Après que Nala dépouillé de son royaume fut devenu un serviteur, ainsi que son épouse, Bhīma envoya des brahmins à leur recherche avec le désir de les revoir. Il leur donna de la richesse à profusion et les enjoint en ces termes: " Recherchez Nala et aussi ma fille Damayantī. Celui qui accomplira cette tâche d'établir où se trouve le souverain des Nishadhas, de le ramener et ma fille également, obtiendra de moi un millier de têtes de bétail, des champs et un village semblable à une ville (par la taille).
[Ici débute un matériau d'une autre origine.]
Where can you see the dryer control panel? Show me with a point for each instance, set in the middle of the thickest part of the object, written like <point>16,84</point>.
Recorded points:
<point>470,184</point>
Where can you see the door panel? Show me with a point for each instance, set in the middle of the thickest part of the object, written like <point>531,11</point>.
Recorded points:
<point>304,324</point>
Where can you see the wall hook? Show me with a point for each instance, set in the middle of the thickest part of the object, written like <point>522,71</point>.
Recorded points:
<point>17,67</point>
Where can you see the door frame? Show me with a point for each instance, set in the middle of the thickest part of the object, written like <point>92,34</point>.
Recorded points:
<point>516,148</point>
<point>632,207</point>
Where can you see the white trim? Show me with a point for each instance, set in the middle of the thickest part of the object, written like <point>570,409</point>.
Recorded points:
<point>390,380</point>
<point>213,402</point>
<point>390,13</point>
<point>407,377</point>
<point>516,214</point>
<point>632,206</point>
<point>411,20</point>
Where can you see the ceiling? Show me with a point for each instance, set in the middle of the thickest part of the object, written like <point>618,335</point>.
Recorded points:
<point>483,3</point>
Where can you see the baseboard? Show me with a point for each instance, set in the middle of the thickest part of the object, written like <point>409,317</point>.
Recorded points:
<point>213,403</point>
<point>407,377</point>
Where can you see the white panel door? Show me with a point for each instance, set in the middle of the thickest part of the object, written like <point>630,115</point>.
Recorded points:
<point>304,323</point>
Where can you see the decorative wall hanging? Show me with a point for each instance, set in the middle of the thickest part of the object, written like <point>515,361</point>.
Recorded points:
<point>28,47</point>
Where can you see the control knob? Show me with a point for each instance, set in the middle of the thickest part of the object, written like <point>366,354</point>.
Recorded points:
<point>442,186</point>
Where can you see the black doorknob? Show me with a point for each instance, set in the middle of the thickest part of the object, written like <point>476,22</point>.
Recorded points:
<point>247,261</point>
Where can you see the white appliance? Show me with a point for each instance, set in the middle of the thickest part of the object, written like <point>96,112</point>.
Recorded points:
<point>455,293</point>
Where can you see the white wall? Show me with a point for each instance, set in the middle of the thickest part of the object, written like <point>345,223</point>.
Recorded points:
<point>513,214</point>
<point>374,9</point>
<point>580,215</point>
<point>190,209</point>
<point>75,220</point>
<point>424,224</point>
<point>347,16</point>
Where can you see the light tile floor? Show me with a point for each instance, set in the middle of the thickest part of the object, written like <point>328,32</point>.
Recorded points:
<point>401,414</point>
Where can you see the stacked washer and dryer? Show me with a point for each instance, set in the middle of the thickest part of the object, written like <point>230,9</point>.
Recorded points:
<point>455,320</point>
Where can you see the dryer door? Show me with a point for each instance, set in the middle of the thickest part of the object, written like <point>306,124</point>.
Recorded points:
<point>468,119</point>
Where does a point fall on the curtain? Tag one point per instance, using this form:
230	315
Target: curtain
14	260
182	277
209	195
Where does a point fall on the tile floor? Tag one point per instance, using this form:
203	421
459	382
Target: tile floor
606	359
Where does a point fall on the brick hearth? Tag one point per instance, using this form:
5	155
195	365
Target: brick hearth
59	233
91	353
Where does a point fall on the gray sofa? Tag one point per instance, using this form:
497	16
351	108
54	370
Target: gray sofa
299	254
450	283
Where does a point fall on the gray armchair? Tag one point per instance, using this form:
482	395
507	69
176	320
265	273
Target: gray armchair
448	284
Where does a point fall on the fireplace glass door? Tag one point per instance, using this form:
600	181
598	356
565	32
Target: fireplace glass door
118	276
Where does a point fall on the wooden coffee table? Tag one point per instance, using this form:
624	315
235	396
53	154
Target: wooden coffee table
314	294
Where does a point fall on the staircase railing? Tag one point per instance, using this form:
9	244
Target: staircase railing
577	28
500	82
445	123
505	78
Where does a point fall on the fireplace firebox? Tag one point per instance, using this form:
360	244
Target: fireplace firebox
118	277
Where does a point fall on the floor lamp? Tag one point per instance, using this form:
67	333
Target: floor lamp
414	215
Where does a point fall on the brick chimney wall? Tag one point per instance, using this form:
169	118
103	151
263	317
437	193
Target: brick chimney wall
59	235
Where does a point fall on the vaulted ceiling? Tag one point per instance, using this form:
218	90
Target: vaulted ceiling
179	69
Même si il ne réussit pas à ramener Damayantī et Nala ici, celui qui réussira à apprendre où ils sont, aura de moi l'argent que représente un millier de bovins." Ainsi adressés, les brahmins se mirent joyeusement en chemin dans toutes les directions pour rechercher Nala et son épouse dans les cités et les provinces. Mais ils ne trouvèrent Nala ou son épouse nulle part. Jusqu'à ce que, en cherchant dans la belle ville des Chedis, un brahmin du nom de Sudeva vit la princesse de Vidarbha assise avec Sunandā dans le palais, au cours de la prière du roi. Son incomparable beauté était à peine perceptible, comme la clarté d'un feu enveloppé dans des volutes de fumée. Contemplant cette dame aux larges yeux, souillée et émaciée, il conclut que c'était Damayantī pour différentes raisons.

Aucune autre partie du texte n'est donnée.